ICE officials say the move is intended to align with the agency’s mission of concentrating its resources on removing violent offenders.

The memo “provides guidance for ICE law enforcement personnel and attorneys… designed to help ICE better focus on meeting the priorities of both the agency and the Secure Communities program to use limited resources to target criminals and those that put public safety at risk,” Carl Rusnok, ICE’s director of communications for the Central Region in Dallas, wrote in an email.

The directive comes as ICE has drawn a flurry of criticism for deporting minor offenders and in some cases legal residents, whose fingerprints are run through the Secure Communities program to see of they are eligible for removal under federal law.

While some say it’s an admission that the Obama administration needs to address the problem of illegal immigration, opponents of SB9 say it could breed more confusion and longer detention for non-offenders.

“Once you detain someone you have to take action on that file. And very few people have the courage to stand up and do the release,” said Robert Loughran, a partner with the FosterQuan law firm in Houston. “I have specifically seen cases and worked on cases where the government has been unable to articulate what its concern or danger is, and you cannot get a single officer to put a signature on a release.”

That “limbo” says, Loughran, could lead to non-offenders and even witnesses to crimes being held for weeks or even years, which could also swell jail populations and cost cities and counties millions of dollars a year in detention costs.

“Lawfully Detained”

Concerns have also been raised over what’s not in the House and Senate bills: what to do with someone detained and thought to be in the country illegally, but not arrested and charged.

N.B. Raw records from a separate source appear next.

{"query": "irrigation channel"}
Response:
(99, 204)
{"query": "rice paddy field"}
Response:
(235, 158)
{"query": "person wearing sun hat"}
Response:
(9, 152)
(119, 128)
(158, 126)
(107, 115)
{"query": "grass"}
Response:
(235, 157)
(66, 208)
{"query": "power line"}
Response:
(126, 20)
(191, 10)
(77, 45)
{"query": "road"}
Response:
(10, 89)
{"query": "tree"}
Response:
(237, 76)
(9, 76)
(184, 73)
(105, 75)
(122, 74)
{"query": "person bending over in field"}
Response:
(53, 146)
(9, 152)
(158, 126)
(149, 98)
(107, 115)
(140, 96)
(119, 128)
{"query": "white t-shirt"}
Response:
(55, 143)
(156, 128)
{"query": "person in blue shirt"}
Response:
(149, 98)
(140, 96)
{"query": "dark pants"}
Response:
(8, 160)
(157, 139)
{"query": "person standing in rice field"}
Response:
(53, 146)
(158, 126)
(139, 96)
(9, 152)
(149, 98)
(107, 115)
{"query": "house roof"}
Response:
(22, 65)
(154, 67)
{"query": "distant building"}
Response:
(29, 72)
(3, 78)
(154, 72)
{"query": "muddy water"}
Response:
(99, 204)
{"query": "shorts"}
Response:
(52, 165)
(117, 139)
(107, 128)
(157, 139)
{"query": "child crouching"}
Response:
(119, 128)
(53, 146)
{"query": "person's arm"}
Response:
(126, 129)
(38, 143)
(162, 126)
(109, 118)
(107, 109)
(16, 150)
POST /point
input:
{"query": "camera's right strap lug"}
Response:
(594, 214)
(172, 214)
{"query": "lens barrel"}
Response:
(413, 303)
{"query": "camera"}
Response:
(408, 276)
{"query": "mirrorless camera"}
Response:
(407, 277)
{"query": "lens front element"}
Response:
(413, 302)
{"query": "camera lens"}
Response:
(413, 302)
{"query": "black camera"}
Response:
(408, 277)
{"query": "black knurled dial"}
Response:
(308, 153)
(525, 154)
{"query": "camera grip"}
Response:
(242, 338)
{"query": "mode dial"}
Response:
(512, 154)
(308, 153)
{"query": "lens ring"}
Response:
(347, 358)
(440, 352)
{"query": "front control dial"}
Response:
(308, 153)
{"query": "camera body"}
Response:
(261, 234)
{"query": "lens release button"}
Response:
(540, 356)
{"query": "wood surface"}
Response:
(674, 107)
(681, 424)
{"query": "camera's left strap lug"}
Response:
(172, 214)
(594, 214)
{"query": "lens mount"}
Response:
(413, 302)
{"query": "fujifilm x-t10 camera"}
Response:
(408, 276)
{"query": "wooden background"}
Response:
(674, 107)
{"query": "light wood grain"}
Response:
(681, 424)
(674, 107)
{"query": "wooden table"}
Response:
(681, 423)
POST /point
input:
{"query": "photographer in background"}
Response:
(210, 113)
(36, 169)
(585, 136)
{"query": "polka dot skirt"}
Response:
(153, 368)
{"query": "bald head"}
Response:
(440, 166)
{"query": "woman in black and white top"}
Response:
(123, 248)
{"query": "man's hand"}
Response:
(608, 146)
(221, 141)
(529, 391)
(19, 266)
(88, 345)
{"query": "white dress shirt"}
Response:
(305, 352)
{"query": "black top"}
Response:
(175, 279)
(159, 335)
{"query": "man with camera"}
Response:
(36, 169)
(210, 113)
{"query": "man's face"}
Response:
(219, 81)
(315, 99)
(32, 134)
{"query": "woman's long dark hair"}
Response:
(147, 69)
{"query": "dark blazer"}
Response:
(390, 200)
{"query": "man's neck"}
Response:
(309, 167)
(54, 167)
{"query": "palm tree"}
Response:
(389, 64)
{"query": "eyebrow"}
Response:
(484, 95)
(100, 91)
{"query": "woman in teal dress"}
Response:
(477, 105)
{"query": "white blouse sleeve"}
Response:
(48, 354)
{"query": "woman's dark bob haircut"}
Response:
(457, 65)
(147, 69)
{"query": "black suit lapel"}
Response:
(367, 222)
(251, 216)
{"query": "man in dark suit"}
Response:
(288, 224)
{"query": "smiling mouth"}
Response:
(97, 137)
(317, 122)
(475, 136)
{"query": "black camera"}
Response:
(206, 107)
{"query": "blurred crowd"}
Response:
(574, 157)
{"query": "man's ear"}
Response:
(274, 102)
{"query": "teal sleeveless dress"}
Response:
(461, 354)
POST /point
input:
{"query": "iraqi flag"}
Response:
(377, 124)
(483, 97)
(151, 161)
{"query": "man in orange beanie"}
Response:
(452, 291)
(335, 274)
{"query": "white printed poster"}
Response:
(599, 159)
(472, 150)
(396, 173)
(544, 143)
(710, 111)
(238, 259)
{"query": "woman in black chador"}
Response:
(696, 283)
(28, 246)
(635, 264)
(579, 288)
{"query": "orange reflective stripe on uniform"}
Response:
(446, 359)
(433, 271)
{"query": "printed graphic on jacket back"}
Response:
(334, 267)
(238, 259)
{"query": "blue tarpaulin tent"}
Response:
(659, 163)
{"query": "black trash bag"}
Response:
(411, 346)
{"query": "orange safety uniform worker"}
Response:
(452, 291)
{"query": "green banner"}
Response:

“ICE’s recent announcement about fine tuning the Secure Communities program to deport the most serious violators is yet another reason why law enforcement officials such as Harris County Sheriff Adrian Garcia continue to seek clarity from the Legislature about the intent and the reality of SB9,” said Alan Bernstein, a spokesman for that department. “If ICE, in its refreshed system of priorities, is not going to have the resources to come out to a traffic stop in rush hour and detain someone solely because of their immigration status… then this agency wonders what the use of the law would be.” Bernstein emphasized, however, that the agency is not against the bill, and its current practices would not violate its provisions if it passes.

Asked about ICE’s policy on illegal immigrants officially detained but not arrested, Crusnok said: “ICE field agents and officers must handle situations on a case-by-case basis, and based on many factors, including, but not limited to, the available operational resources. However, it must be emphasized that ICE is focused on sensible, effective immigration enforcement that prioritizes efforts first on those serious criminal aliens who present the greatest risk to the security of our communities, not sweeps or raids to target undocumented immigrants indiscriminately.”

SB9 and HB9 were left pending in this week’s committee hearing following more than nine hours of testimony. A decision on whether the bill advances could come Friday, when the committee meets to take up pending business. The special session ends on Wednesday.